Manchester United's shares have suffered from reports that the Monopolies and Mergers Commission is set to block British Sky Broadcasting's takeover of the football club. This would be hard to justify on competition grounds. After all, why should sports rights be treated differently from other must-have content? And the MMC would lack imagination if it could not think up workable conditions to manage conflicts of interest when Premiership broadcasting rights are next auctioned.
Still, that risk explains why, at 223p, Man Utd shares are at a 13 per cent discount to the pay-television operator's offer. And given that BSkyB's offer represents a 61 per cent premium to the 159p pre-bid level, an MMC ban would hurt. But the shares would be unlikely to fall all the way back. By agreeing the BSkyB offer, Man Utd has put itself up for sale, meaning that some bid premium would stay in the shares. But since banning a BSkyB bid would probably also preclude a bid from the likeliest other bidder, Carlton's and Granada's rival pay-TV platform, On Digital, that premium might be small.

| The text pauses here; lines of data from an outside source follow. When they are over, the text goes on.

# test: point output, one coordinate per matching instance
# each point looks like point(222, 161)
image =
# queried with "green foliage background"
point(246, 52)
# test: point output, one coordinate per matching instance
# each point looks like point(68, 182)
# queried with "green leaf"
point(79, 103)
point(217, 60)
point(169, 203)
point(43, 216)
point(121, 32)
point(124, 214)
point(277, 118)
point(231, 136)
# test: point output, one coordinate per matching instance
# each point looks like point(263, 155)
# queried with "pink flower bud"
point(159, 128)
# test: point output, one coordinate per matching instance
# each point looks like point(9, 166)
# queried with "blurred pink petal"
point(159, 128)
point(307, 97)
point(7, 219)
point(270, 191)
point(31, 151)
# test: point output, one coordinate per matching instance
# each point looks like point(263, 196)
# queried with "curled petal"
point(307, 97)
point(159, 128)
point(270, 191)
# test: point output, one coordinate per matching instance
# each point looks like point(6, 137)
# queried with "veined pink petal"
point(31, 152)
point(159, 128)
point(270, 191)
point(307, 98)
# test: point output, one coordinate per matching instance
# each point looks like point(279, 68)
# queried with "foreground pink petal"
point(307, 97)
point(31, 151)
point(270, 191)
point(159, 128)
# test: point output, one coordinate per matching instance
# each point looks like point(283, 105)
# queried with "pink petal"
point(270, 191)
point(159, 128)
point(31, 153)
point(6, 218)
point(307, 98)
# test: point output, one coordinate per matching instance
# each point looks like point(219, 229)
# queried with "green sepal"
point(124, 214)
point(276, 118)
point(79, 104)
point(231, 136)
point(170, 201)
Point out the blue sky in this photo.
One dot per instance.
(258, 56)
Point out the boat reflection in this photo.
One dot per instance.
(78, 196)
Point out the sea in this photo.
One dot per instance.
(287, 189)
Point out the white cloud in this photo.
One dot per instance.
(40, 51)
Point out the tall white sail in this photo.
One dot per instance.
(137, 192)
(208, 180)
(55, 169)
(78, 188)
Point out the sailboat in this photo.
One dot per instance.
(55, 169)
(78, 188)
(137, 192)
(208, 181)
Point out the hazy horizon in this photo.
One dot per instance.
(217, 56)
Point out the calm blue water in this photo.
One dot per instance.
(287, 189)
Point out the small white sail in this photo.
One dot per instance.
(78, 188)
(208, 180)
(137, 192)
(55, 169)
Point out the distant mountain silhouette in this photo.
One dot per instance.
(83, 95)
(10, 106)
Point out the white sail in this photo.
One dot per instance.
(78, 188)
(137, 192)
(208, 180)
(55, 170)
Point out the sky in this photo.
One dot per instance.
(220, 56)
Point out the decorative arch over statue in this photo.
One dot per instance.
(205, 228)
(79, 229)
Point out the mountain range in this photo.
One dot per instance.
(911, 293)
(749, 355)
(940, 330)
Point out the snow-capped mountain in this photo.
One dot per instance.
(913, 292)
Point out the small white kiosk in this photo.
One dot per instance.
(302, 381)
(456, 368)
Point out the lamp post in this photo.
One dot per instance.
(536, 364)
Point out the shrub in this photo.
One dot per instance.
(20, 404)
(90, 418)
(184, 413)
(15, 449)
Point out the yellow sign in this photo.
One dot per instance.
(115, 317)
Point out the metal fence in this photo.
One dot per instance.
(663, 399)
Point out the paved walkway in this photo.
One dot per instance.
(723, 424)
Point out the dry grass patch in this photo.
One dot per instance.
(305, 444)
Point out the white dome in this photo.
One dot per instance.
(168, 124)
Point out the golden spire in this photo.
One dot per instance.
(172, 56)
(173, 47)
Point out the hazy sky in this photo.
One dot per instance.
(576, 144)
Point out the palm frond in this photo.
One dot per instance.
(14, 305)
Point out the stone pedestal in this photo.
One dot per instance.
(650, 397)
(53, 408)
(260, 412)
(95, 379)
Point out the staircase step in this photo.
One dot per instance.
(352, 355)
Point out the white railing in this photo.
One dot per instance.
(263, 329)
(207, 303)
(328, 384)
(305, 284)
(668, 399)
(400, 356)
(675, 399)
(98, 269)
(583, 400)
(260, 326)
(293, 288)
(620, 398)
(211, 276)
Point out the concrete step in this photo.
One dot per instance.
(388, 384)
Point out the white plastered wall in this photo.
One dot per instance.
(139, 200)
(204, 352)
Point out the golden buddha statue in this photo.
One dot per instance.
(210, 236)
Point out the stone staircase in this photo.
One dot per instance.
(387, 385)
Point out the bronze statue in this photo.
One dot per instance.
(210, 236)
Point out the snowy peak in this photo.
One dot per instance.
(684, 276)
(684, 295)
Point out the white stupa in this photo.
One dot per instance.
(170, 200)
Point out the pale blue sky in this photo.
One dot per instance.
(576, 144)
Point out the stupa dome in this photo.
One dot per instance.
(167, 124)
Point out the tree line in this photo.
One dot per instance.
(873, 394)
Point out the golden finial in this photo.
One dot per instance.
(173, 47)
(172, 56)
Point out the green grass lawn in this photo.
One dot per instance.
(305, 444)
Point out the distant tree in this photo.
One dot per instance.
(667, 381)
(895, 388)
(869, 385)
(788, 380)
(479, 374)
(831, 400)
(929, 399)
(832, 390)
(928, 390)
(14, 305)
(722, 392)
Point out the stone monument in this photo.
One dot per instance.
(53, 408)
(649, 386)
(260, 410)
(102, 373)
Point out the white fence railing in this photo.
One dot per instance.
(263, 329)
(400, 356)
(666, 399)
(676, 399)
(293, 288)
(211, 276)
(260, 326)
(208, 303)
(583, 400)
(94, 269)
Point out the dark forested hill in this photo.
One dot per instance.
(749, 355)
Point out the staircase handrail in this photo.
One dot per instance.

Even so, since the bid was launched a lot has gone Man Utd's way on the pitch, notably in the European Champions' League, which will boost this year's turnover to near the £100m mark. And its forthcoming results are likely to be a powerful reminder of how successfully it has capitalised on its status as the UK's most powerful sporting brand. Nearly half its revenues now come from merchandise sales and TV revenue. Trading at nearly six times sales, stand-alone Man Utd is not cheap.